Banyak sudah membahas kedua kata ini baik dari segi nyinyir maupun sudut jujur. Bahkan ada yang sampai menuduh kajian sebagai pendapat lalat yang mencari bangkai busuk atau pendapat madu yang mencari gula dan nektar yang harum dan manis. Bagi saya, kedua kata itu mesti didudukkan dalam perspektif linguistik dan sosiologis.

Secara linguistik, kedua kata tersebut merujuk pada makna yang sama, kegiatan menuju ke suatu tempat bernama Udik atau Kampung. Akan tetapi, pelaku dari kegiatan tersebut berbeda. “Udik” membutuhkan kata kerja aktif dgn awalan me- yg dalam banyak bahasa direalisasikan dalam bentuk nasal alveolar seperti (N-) dlm bahasa Indonesia (rokok — ngerokok), Jawa (kulon — ngulon), Sasak (eno — ngeno) atau nasal bilabial seperti dalam bahasa Betawi (undur–mundur). Dengan demikian, udik membutuhkan subyek aktif melaksanakan kegiatan. “Kampung” hanya bisa berkolokasi dgn “pulang” dan tdk ada dalam kognisi kita ungkapan “ngampung” atau “pergi kampung”. Jika ‘udik’ mendapat awal aktif yg terealisasi dlm bentuk nasal, berperilaku aksional (seperti awalan me- dlm bahasa Indonesia), dan subyeknya adalah pelaku aktif, ‘pulang’ dan kolokasinya ‘kampung’ hanya bisa memperoleh awalan ber- (berpulang kampung) menunjukkan pelakunya bukan pelaku aksional (melakukan aksi) tetapi pelaku behavioral (membawa sifat tertentu). Dengan demikian, ‘mudik’ dan ‘pulang kampung’ mencerminkan suasana (mood) berbeda dr pelakunya: yang satu ceria, yang lainnya duka. Sungguh cerdik siapa pun yang membedakannya karena memang keduanya memiliki dimensi sociolinguistik berbeda.

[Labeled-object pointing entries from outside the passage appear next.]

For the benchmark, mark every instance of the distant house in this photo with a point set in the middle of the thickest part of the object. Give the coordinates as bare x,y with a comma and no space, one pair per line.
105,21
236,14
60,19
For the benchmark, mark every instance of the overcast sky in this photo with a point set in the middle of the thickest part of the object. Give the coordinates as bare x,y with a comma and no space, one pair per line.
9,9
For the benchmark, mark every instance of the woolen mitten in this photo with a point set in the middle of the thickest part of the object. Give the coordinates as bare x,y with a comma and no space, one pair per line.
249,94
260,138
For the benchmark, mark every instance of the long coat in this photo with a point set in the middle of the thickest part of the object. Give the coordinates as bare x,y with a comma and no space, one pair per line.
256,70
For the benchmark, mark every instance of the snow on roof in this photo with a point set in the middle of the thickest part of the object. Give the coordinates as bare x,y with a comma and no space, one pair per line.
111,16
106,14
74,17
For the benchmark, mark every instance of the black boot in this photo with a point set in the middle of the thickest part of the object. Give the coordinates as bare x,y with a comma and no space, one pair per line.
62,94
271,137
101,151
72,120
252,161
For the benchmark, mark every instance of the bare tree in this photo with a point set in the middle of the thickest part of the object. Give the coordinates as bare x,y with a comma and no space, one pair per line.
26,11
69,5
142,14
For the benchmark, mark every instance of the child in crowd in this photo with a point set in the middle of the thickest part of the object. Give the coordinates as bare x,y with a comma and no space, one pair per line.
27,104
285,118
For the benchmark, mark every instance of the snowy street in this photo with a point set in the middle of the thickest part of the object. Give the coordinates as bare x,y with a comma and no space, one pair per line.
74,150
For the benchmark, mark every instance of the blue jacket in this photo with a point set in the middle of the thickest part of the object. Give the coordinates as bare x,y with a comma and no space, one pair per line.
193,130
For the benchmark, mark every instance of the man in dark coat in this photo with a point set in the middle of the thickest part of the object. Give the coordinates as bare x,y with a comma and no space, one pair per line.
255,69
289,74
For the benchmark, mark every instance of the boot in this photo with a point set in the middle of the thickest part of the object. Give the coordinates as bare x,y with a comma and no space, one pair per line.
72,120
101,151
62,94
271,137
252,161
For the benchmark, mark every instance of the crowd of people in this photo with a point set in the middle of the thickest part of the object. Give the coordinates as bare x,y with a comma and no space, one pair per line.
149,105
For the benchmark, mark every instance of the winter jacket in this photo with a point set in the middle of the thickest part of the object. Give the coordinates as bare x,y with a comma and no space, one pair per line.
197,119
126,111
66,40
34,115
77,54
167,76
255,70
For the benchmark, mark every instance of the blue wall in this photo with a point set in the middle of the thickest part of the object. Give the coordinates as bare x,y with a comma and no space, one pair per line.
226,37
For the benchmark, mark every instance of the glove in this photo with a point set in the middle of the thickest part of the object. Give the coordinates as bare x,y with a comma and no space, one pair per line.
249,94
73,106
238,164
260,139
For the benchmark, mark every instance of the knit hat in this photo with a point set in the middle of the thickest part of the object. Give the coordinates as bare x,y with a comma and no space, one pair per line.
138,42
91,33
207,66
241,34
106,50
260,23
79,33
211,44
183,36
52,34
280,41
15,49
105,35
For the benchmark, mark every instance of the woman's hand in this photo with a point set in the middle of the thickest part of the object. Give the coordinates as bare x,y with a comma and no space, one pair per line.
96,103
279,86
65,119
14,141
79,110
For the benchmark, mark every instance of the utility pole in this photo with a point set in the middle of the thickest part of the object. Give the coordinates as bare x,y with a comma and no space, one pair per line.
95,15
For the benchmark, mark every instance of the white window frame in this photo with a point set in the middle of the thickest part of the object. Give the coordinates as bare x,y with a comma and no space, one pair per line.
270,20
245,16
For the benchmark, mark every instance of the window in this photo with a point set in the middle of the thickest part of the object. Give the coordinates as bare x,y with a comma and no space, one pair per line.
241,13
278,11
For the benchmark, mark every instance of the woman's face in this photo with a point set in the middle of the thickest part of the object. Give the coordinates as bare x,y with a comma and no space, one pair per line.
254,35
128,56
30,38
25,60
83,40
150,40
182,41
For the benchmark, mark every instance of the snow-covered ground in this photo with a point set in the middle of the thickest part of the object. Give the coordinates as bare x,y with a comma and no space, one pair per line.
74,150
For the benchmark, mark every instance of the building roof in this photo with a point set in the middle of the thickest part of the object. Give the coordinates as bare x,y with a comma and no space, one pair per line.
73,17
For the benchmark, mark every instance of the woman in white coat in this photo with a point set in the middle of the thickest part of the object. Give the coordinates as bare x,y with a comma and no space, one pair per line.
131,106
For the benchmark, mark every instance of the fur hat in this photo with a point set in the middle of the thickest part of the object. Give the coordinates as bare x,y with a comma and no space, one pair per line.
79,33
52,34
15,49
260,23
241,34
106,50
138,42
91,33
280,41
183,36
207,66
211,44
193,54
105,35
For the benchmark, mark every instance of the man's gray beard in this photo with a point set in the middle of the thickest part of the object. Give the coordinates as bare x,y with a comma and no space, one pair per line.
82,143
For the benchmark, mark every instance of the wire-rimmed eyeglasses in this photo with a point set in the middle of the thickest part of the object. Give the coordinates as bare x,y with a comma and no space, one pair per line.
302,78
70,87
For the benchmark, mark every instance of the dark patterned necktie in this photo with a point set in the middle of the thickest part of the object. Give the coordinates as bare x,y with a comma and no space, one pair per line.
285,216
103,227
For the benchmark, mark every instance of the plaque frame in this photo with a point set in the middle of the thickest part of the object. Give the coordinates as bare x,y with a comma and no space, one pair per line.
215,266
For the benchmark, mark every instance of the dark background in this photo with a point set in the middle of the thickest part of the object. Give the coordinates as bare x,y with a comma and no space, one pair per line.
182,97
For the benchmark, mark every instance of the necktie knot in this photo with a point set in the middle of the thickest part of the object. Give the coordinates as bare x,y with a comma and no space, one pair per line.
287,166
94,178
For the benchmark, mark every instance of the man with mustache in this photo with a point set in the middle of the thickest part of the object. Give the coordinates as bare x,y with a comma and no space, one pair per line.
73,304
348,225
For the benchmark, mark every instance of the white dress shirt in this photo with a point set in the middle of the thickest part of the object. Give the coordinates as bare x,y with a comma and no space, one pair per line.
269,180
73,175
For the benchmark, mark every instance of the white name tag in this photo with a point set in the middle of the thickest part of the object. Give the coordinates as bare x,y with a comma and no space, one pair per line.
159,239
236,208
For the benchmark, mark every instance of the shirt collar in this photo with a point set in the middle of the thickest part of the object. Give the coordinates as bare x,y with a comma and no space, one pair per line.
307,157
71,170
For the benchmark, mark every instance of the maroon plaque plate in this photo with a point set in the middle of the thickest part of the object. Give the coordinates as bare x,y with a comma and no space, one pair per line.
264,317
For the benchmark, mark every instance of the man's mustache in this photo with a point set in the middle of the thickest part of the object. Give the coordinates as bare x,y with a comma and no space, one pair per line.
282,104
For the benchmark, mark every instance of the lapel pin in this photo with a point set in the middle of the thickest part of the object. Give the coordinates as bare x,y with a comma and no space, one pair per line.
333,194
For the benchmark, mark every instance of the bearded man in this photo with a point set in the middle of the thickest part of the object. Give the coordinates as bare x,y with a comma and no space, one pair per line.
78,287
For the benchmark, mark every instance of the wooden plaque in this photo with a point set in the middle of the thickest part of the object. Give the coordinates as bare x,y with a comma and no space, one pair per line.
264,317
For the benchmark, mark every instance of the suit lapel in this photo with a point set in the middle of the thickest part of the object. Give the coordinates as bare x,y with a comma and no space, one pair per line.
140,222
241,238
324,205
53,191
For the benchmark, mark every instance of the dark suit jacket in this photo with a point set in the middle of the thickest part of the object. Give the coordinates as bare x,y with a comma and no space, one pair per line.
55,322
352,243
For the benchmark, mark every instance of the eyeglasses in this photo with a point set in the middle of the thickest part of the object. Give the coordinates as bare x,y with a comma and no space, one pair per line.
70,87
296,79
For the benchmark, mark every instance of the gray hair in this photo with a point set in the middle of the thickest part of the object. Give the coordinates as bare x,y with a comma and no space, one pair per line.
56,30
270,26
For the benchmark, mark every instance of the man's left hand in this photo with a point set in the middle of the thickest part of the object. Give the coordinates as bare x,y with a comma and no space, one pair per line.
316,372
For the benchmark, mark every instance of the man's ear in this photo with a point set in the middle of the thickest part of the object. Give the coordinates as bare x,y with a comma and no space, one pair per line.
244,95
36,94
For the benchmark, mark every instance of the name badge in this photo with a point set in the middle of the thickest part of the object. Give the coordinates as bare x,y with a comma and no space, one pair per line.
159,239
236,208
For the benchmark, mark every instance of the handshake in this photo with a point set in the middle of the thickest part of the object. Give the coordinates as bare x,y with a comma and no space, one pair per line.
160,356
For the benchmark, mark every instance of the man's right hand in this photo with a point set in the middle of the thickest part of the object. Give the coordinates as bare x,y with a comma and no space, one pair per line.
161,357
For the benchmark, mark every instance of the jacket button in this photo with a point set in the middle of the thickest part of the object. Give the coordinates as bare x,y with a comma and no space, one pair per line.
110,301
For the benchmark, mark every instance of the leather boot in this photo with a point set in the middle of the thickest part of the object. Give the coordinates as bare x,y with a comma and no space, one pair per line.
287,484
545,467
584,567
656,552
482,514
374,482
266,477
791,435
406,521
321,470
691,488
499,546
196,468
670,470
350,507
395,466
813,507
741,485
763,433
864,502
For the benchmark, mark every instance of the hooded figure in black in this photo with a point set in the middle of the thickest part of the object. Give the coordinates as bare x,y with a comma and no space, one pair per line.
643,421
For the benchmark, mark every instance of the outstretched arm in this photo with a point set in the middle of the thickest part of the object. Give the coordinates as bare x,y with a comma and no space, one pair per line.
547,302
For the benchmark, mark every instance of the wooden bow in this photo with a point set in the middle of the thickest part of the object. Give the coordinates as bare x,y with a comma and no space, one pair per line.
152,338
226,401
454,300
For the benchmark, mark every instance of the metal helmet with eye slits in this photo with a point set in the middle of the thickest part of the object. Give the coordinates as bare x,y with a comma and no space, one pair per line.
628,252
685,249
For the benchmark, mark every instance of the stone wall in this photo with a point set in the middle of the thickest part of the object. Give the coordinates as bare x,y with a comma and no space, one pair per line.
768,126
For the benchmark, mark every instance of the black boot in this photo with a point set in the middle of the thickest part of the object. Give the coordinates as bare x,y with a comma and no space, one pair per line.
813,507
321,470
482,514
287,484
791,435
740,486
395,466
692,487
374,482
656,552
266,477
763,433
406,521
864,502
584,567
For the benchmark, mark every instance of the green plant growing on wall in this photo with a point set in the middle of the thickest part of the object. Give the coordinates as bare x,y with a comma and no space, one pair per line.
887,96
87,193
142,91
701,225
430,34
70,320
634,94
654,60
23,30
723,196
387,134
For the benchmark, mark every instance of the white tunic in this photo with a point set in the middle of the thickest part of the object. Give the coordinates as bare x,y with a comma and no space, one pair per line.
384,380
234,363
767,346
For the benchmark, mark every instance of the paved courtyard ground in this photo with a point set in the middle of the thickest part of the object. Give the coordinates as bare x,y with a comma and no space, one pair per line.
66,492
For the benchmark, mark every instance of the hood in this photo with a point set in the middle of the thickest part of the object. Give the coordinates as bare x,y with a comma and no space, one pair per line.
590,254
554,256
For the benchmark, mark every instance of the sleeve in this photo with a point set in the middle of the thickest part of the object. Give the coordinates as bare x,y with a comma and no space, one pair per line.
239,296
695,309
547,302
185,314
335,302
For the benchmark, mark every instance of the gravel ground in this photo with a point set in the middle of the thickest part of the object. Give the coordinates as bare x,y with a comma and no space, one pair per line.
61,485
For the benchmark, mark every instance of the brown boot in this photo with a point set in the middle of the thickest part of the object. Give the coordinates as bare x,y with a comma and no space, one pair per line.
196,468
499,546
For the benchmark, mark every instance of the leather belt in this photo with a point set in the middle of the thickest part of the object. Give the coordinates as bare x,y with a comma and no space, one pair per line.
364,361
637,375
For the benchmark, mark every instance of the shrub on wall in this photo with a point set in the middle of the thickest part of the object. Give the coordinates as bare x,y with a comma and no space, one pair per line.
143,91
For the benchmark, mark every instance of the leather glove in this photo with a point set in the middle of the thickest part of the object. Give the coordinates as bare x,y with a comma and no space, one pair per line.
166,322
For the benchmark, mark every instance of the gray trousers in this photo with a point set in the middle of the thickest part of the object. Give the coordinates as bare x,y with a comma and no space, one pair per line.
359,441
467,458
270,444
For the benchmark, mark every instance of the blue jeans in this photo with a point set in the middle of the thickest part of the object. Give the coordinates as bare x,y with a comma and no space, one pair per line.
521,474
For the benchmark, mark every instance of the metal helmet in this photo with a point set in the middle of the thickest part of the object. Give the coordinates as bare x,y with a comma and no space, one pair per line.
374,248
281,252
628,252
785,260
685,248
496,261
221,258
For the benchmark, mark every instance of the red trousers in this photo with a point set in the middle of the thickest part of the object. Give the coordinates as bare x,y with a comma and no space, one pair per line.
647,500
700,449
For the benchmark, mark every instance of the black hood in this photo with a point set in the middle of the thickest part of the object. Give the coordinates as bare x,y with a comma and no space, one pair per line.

Namun demikian, secara sosiologis, mudik dan pulang kampung ditimbulkan oleh sebab dan menimbulkan akibat yang sama. Kita semua adalah orang ‘udik’ kampung yang “mudik” atau pun “pulang kampung” setiap waktu. Jangankan tinggal di Jakarta yang dari dulu adalah Kampung Besar (The Big Village) dgn nama-nama berasosiasi dg kampung dan udik seperti rawa, pondok, kebun, cabe, atau tinja, ketika kita tinggal di kota kosmopolitan pun seperti di London, New York, Paris atau Sydney kita akan berkata “mudik” atau “pulang kampung” saat pulang ke Indonesia krn Indonesia adalah kampung halaman kita. Hubungan kita dengan kampung halaman tdk akan pernah terputus dan bahkan tersambung kuat melalui jejaring sosial (misal, komunitas Indonesia, organisasi berbasis suku), makanan yang kita makan (gado-gado atau salad), baju yg kita pakai (sarung atau blue jeans), atau permainan yg kita mainkan (sepak bola atau rugby). Hatta kita di Bulan atau di Mars sekali pun, mudik atau pulang kampung akan tetap menjadi pengalaman manusia. Baik menjadi manajer atau hanya cleaning service saja, kisah “mudik” atau “pulang kampung” akan tetap menjadi hal yang sama dimana kisah sukses (sucess story) dr migrasi atau petualangan transnasional diceritakan, dikisahkan kembali dan bahkan didramatisir bersama-sama. Kisah sukses ini mendorong kita utk mudik atau pulang kampung. Kisah ini akan terulang kembali di tahun berikutnya, dengan kisah sukses yang berbeda. Mengkaitkan salah satunya atau keduanya dg kegagalan adalah wacana irrealis krn kegagalan hanya menyebabkan aktivitas “pulang” tanpa balik lagi sementara “mudik” dan “pulang kampung” selalu mengimplikasikan balik kembali.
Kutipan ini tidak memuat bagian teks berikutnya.